Two years ago, before the global financial crisis began, Mr Barnes’ predecessor laid out ambitious plans to increase the firm’s revenues to more than £500 million by 2011, yet since taking the helm at Grant Thornton in January, Mr Barnes, a corporate recovery expert, has spent much of his time making cuts.
About 200 rank-and-file staff and 50 partners were let go this year, while a further 150 employees were moved internally. Mr Barnes said that the shake-up was necessary because the firm had been left bloated after a merger with RSM Robson Rhodes, then Britain’s twelfth-biggest accounting firm, in July 2007.
“We ran into the recession with too much cost,” he said. “With hindsight, we probably should’ve moved toward rationalising that at an earlier stage.”
Despite the timing of the merger, Mr Barnes pointed out that it was a good move as it boosted the firm’s presence in London and strengthened its forensic and financial services practices. “Ask our partners and 99 per cent will say it was strategically the right thing to do,” he said. “I don’t actually think we’ve seen the benefits of the merger yet and we will over the next two to three years.”
Unlike most of its competitors, Grant Thornton has expanded its audit practice, increasing fees by 3.4 per cent to £121 million. Mr Barnes said the firm had raised its share of the market by targeting big private companies and smaller listed ones.
Grant Thornton audits 277 listed clients, according to Hemscott, which places it fourth among City accountants, ahead of Ernst & Young, although the Big Four has maintained its stranglehold on larger clients.
Grant Thornton had double-digit growth in its corporate recovery and forensic businesses, which generated fees of £75 million and £17 million, respectively. But its corporate finance practice — which specialises in deals worth up to £50 million — was badly hit by the downturn, falling 33 per cent to £44 million.
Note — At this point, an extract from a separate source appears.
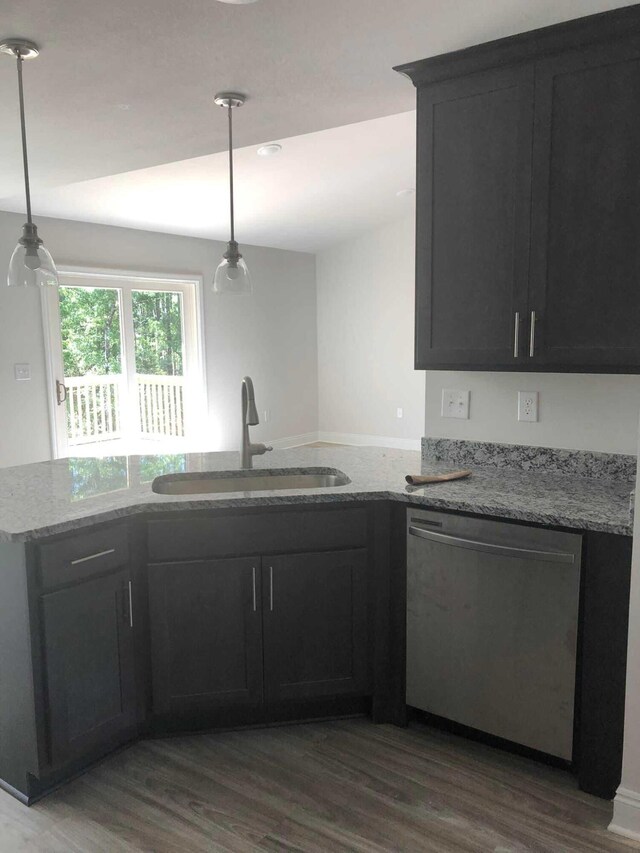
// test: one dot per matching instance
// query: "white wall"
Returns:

Mr Barnes expected deal activity to pick up towards the end of next year and restructuring and insolvency to remain busy for at least the next two years. Profits will pick up again in 2010, he said. The firm is aiming to double profit per partner to around £400,000 within three years. Mr Barnes said that the firm planned to increase the number of trainee accountants it hires next year from 177 to 200.
Last month, BDO reported a 5 per cent slump in full-year revenue to £335 million. Even if the two firms were merged, they would be only half the size of the smallest Big Four accountancy firm, Ernst & Young, which had revenue of £1.4 billion.
Many observers, including the Financial Reporting Council, the accounting watchdog, are concerned that the dominance of the Big Four has restricted competition, particularly in the audit market.
The rumour mill
Alex Spence: Analysis
Two years ago, Grant Thornton unveiled ambitious plans to increase revenue to £500 million. It had just acquired RSM Robson Rhodes and appeared set for rapid growth. There was talk that it could close the distance on Ernst & Young and break the Big Four’s lock on blue-chip audit and advisory work.
That would have been welcomed by regulators, professional bodies and investor groups, which have become concerned in recent years that the dominance of Ernst &Young, Deloitte, KPMG and PricewaterhouseCoopers could be stifling competition.
However, the prospect of Grant Thornton or BDO eroding the gap now seems fanciful. Both firms were hit by the financial crisis, with their revenues shrinking. Both have made redundancies and cut partners and are focused now on improving profits rather than expanding.
So while the Financial Reporting Council is eager to stimulate competition, it seems there is little that can be done.
Announcing its results yesterday, Grant Thornton scotched rumours that it was involved in merger talks with Ernst & Young. Rumours of a tie-up have been rife for several months, but Scott Barnes, chief executive, said they were baseless: “That’s absolutely not true and I’ve no idea where it comes from.”
Ernst & Young is under pressure to strengthen its UK operations, yet it would have little to gain from acquiring Grant Thornton other than adding bulk. And regulators would almost certainly block a takeover by a Big Four member of a firm in the next tier.